US producer David Kappes (Dune, Anne Frank) is said to be heading a group of American producers, called Trilateral Entertainment, interested in purchasing the Czech Republic's Barrandov Studios, according to local sources.

Current Barrandov owner Moravia Steel, which is selling the studio complex on the outskirts of Prague to focus on its core metallurgy business, has said that four bidders are still in the running for the studios.

Prague-based film production company Stillking Films and leading Czech television station TV Nova are also known to be interested in Barrandov.

A sale seemed close at the end of last year when Canadian consortium the Kodiak Group was expected to take ownership. The deal faltered, however, at the $35m (1.4 bn Kc) price tag for Moravia Steel's 80 percent stake in the studio.

Kappes was in Prague last year filming the ABC miniseries Anne Frank, following another Prague-based production, last year's mini-series Dune, which he also produced.

Meanwhile, upstart Prague Studios, which recently wrapped the $55 million shoot of New Line's Blade 2, has shut its doors for the remainder of the summer to undergo extensive renovation, while its owners look for additional financing for improvements.

At the same time, state-owned production studio, Boyana Film has been cleared for sale by the Bulgarian government. With various conditions to the sale, including guaranteeing its status as national production entity for a decade, the Balkan studio has attracted interest from a number of potential investors, including Kodak PMI, the cinema division of U.S. Eastman Kodak.

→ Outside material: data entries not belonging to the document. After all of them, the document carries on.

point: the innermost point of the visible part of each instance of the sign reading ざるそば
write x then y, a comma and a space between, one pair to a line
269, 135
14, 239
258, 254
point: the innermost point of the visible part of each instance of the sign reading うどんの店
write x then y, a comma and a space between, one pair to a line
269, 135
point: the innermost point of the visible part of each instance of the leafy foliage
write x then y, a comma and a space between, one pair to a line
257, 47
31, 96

Investments in Boyana, Barrandov and Prague Studios would give impetus to new growth in Central and Eastern Europe's production capacity. Hollywood studios have been attracted to the region, and Prague in particular, in recent years. But many warn that unless the local industry invests heavily in infrastructure, the window of opportunity will soon close.

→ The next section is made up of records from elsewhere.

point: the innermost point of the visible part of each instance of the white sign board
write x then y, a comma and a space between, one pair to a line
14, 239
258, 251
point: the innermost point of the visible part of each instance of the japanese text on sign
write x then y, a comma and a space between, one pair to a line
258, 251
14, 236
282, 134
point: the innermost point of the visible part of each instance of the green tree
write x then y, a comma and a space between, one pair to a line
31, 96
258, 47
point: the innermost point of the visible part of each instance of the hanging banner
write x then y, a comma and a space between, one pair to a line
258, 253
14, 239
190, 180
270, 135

Meanwhile, Bulgarian Technologies has been chosen as the preferred buyer of local cinema exhibition company, Sofia Film, by the Bulgarian government's privatisation agency.

Bulgarian Technologies has offered $2.1m (4.7m levs) in cash for a 75% stake of Sofia Film, with a commitment to invest $2.7m (6.0m levs) in the company over the next five years.

Conditions of the sale included maintaining Sofia Film's line of business for 10 years as well as guaranteeing that a minimum 15% of films shown in Sofia cinemas will be either European or Bulgarian productions.